CT B.A.S.S. NATION winner, put Sylvia’s name right below yours.

Sylvia, deserves it.

“…but in the end it’s right…”

“Our chief want is someone who will inspire us to be what we know we could be.”

~Ralph Waldo Emerson

Meatballs & Hugs.

To Sylvia I am flat out a better human being to have crossed your path, love and hugs back to you from Barb and I.

I remember the first time we met, a fishing show at the CT Convention Center, it was a week or two before I began this gig full time.

I knew nothing.

You never judged me on that fact, instead you help guide me down the path that has lead to some of the best times in my life.

I became family to this sport through you, I am family to the CT B.A.S.S. Nation even though there is no membership card with my name on it. 

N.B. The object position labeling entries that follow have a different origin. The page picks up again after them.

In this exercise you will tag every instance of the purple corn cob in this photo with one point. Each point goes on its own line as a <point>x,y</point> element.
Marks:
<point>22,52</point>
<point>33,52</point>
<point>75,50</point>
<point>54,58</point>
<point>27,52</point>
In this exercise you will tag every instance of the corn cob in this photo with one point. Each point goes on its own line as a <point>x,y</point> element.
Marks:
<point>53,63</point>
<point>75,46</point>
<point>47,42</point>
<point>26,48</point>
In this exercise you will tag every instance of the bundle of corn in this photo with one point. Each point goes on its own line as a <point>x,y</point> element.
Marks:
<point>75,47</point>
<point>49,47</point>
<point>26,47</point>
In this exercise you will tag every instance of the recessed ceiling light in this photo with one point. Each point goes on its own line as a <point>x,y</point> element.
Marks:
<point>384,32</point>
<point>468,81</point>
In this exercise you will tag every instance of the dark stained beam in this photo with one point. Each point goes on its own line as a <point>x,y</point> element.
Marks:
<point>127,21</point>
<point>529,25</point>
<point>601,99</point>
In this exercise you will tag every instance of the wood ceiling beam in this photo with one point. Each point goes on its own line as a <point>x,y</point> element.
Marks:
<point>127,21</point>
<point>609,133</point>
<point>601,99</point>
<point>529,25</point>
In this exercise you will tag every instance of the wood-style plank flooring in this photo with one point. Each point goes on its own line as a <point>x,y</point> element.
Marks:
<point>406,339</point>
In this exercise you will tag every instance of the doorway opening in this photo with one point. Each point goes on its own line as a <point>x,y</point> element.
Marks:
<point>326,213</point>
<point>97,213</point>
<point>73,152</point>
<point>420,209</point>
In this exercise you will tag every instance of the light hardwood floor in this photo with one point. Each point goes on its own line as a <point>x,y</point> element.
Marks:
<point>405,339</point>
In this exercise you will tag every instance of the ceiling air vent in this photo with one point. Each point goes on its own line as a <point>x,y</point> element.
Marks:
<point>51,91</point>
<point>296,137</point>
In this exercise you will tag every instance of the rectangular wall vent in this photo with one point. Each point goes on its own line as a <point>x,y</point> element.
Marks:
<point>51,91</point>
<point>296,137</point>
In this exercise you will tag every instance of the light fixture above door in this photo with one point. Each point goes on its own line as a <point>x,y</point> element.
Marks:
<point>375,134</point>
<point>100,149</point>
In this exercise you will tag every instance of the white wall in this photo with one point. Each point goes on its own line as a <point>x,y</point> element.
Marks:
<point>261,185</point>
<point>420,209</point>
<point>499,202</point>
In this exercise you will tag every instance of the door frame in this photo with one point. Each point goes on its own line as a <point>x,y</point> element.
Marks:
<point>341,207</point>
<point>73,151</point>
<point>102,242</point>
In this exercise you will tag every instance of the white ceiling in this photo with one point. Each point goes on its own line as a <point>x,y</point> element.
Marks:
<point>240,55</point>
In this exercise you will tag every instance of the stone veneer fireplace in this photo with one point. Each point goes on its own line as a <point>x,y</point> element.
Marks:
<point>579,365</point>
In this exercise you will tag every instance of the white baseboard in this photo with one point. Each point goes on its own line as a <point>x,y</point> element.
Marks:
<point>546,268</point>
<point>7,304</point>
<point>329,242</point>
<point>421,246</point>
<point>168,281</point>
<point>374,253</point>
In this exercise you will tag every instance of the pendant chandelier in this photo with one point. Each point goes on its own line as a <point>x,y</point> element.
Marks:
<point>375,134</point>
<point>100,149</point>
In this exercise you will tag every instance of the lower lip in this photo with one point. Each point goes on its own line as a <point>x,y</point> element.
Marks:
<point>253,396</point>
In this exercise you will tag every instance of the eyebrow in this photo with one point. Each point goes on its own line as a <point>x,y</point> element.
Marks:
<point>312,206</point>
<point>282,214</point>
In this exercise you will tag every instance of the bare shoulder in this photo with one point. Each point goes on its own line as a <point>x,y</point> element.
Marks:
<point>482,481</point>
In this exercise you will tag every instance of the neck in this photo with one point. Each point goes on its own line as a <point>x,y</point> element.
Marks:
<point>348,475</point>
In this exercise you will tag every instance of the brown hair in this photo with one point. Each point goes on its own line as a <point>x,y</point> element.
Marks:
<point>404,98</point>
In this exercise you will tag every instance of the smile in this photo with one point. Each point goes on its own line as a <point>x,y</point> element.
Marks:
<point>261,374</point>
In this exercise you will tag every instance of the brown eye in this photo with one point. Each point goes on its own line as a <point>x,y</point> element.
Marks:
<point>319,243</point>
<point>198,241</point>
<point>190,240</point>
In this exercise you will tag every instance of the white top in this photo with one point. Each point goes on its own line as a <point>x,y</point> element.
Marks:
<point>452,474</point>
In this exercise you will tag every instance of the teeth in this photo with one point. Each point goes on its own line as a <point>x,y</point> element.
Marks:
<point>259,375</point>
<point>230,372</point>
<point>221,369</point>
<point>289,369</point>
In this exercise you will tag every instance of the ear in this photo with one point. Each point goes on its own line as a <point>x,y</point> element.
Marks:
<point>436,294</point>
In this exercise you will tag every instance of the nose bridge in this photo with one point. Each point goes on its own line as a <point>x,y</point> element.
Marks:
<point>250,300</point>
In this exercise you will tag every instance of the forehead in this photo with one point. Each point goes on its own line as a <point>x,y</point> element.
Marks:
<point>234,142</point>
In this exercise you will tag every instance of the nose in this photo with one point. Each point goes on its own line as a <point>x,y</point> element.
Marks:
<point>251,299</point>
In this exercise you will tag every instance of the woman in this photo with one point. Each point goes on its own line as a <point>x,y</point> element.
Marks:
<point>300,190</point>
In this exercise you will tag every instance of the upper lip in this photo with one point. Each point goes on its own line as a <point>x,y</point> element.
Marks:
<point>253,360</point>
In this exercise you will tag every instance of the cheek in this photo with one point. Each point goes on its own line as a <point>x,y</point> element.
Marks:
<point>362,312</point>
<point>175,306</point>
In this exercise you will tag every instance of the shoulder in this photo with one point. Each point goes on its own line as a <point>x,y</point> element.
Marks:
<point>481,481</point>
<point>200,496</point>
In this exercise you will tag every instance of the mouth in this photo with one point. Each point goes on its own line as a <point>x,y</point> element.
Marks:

To the CT B.A.S.S. Nation I have always been told that no one is irreplaceable and I believed that until I met the one person who was, irreplaceable.

Sylvia.

Vinny, as the new CT B.A.S.S. Nation Major Domo, I love you too man, but good God dude you have the follow up to measure up to of all time. 

You my friend just took Babe Ruth’s place in the rotation.

To Jimmy, hook up that new Tundra you just bought and go fishing with your yinzer gal from the neighborhood, may you have a thousand casts together, may you have a thousand meatballs and hugs. 

Sylvia, wish I could be there on this your night, FEDEX me some meatballs to the hotel at Lake Conroe.

I will though be standing at airport baggage waiting to pick you up, yes I remember.

I will be there, waiting for the hugs.

Love,

db

“…I hope you had the time of your life.”

Time Of Your Life

Green Day

“We can only be said to be alive in those moments when our hearts are conscious of our treasures.”